It's dark The moon is new.
The sand is cool and silky, and faintly smells of matches.
The sea is doing what it does at night.
Shuuurrrsh......hrmmmm.......shuuurrrshh.
Ray is sleeping, but perhaps it is the rhythm.......Tung! He sits bolt upright on the sand.
The verse by Kipling has assembled itself in his subconscious.
He pulls at Schopenhauer's sleeve.
Wa...? says Schopenhauer, in startled German.
I remembered it, says Ray. It goes like this:
Buy my hot-wood clematis
Buy my frond of fern
Gathered where the Erskine leaps
Down the road to Lorne.
There are many things about that which are questionable, says Schopenhauer.
Did someone mention hot-wood clematis? says Gaius.
Kipling, says Ray. He mentioned it.
Gaius is puzzled. Has Kipling joined the party?
The silence is broken by the sound of lubricious singing, coming from the jug.
It's only me from over the sea......says.....Barnacle Bill the Sailor!

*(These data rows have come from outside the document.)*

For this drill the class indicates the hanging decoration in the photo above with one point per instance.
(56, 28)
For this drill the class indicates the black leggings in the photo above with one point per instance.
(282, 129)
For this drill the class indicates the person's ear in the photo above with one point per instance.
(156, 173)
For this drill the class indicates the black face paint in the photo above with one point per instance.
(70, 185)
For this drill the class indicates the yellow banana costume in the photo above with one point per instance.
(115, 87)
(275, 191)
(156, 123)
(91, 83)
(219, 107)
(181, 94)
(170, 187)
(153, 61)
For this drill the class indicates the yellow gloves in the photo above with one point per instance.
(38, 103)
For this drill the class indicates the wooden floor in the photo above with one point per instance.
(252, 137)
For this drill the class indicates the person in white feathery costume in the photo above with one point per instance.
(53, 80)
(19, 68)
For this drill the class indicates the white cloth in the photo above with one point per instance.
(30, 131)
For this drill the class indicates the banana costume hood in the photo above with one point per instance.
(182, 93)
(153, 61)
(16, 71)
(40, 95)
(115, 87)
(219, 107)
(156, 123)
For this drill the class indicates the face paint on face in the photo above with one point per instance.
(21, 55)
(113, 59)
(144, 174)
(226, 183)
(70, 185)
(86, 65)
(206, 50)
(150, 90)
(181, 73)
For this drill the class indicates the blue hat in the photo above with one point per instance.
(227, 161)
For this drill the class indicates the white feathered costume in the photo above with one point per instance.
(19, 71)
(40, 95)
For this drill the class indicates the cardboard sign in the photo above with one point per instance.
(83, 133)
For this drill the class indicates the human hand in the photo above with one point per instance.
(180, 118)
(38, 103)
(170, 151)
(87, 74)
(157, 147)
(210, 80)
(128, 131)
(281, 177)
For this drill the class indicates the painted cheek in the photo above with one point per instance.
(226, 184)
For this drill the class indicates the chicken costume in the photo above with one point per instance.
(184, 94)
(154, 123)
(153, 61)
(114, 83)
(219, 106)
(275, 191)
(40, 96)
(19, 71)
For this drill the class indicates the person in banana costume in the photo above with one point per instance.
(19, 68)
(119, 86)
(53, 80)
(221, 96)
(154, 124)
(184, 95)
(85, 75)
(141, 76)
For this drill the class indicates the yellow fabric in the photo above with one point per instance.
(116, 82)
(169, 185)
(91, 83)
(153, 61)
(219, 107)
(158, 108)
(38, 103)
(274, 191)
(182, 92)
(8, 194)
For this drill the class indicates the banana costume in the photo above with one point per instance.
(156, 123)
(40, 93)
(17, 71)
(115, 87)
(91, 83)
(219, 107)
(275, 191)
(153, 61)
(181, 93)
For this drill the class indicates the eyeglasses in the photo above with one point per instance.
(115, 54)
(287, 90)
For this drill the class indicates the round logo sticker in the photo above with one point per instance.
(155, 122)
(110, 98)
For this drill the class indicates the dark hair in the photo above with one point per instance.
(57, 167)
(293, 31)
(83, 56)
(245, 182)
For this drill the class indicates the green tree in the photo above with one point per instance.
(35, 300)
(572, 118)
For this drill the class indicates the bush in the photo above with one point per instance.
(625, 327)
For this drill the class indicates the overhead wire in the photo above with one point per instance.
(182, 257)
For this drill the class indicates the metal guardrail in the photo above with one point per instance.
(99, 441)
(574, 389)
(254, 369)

Gaius reaches over and raps on the jug.
The singing continues, uproariously:
Who's that kno..o..cking on my door?
Who's that kno..o..cking on my door?
Says the fair young Maiden!
Gaius peers into the jug, in time to see the last barnacle balancing precariously on Admiral de Guichen's large claw.

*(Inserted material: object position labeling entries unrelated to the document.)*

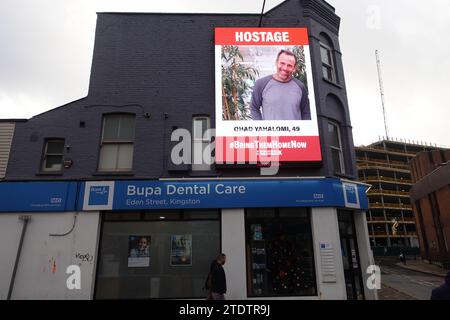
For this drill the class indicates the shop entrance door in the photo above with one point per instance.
(350, 256)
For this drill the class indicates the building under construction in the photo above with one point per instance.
(385, 166)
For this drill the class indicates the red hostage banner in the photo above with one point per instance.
(265, 102)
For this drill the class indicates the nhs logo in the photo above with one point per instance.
(98, 195)
(351, 196)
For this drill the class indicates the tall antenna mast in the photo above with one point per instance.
(382, 93)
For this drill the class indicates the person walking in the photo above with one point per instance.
(217, 279)
(442, 292)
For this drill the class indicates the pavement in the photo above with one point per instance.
(424, 267)
(415, 281)
(389, 293)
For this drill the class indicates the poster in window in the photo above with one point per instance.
(181, 250)
(139, 251)
(265, 101)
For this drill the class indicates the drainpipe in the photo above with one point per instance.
(25, 220)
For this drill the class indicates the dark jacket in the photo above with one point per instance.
(442, 292)
(218, 280)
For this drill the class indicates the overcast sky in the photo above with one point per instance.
(46, 52)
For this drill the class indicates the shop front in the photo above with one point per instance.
(284, 238)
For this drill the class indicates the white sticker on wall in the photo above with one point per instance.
(98, 195)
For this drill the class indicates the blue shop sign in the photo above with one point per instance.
(38, 196)
(147, 195)
(141, 195)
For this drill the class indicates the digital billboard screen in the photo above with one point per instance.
(265, 103)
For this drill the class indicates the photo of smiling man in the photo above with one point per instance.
(280, 96)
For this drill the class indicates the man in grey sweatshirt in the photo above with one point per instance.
(280, 96)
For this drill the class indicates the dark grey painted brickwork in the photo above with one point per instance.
(163, 64)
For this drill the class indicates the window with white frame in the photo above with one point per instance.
(53, 155)
(336, 147)
(328, 69)
(201, 158)
(117, 145)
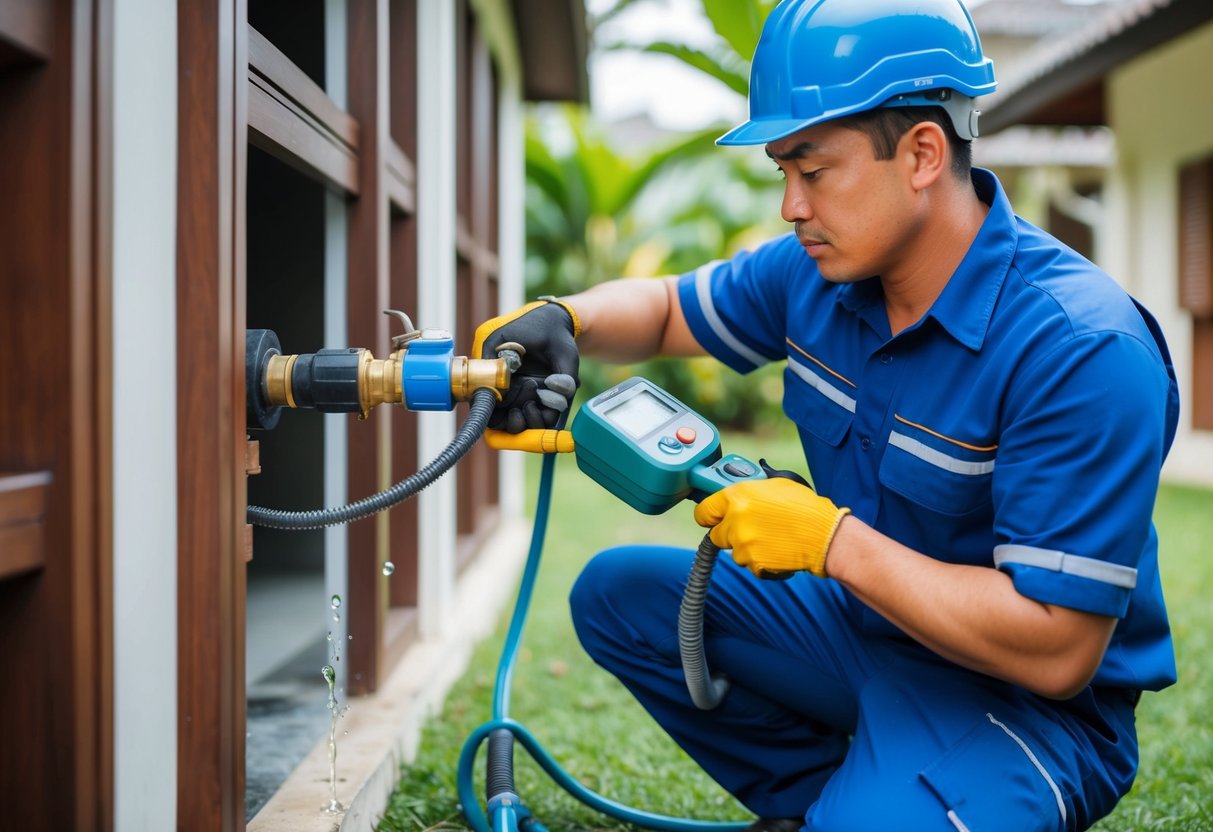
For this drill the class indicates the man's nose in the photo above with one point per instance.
(796, 203)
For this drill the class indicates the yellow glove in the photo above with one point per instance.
(773, 525)
(544, 386)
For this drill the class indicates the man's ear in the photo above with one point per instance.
(926, 150)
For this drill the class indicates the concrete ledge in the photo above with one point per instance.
(381, 731)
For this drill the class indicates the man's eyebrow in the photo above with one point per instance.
(798, 152)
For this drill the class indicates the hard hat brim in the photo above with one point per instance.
(764, 131)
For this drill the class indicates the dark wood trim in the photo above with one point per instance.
(279, 127)
(553, 44)
(268, 62)
(368, 296)
(23, 503)
(210, 415)
(292, 119)
(98, 221)
(402, 180)
(399, 633)
(55, 620)
(26, 30)
(474, 252)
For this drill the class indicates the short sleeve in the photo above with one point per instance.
(1077, 471)
(736, 308)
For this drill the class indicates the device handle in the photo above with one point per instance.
(534, 442)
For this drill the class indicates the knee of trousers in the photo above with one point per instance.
(620, 590)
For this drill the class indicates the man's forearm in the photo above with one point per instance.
(632, 319)
(972, 615)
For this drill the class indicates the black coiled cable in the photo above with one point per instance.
(483, 402)
(706, 690)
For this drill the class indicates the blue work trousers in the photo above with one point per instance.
(849, 729)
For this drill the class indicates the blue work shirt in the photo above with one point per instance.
(1019, 425)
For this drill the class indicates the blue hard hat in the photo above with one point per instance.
(820, 60)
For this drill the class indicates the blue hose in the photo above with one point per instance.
(508, 814)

Dance, barnacle, damn ye! cries Admiral de Guichen.
The barnacle dances a jig of despair.
Wait! cries the barnacle in desperation. Think of Charles Darwin!
Charles Darwin hated barnacles as no man had before! says Admiral de Guichen. He said so.

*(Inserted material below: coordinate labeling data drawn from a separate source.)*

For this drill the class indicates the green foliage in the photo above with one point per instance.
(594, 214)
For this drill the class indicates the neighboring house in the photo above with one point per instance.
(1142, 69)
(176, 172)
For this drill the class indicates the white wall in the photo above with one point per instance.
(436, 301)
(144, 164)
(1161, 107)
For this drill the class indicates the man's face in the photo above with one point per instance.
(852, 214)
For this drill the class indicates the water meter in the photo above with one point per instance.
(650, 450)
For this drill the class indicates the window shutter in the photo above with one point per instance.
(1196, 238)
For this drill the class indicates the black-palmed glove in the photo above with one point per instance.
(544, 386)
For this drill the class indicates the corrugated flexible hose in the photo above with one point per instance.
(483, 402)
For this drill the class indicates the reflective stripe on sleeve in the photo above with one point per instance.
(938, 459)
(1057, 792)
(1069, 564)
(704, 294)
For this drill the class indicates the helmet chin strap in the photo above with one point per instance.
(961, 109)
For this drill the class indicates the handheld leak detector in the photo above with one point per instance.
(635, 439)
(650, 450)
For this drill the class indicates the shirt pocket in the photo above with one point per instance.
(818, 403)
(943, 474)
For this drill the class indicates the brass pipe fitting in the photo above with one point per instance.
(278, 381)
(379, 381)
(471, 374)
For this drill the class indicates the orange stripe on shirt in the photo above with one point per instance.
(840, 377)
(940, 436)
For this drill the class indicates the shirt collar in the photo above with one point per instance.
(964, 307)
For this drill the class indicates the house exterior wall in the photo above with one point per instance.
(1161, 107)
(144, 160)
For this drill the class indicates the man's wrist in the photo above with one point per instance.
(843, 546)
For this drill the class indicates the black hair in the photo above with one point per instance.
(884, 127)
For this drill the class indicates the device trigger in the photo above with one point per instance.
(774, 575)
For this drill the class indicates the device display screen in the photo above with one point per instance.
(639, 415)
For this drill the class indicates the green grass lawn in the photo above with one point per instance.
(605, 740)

Did he? says Gaius. That's news to me.
He didn't mean it, squeaks the barnacle. He was just tired of looking at us through a microscope for eight years.
Understandable, says Gaius. Now quieten down everyone. I need to get some shut-eye.
Everyone lies down again, or sinks to the bottom.
None of them has noticed Arthur, who has wandered down the beach towards a flickering campfire.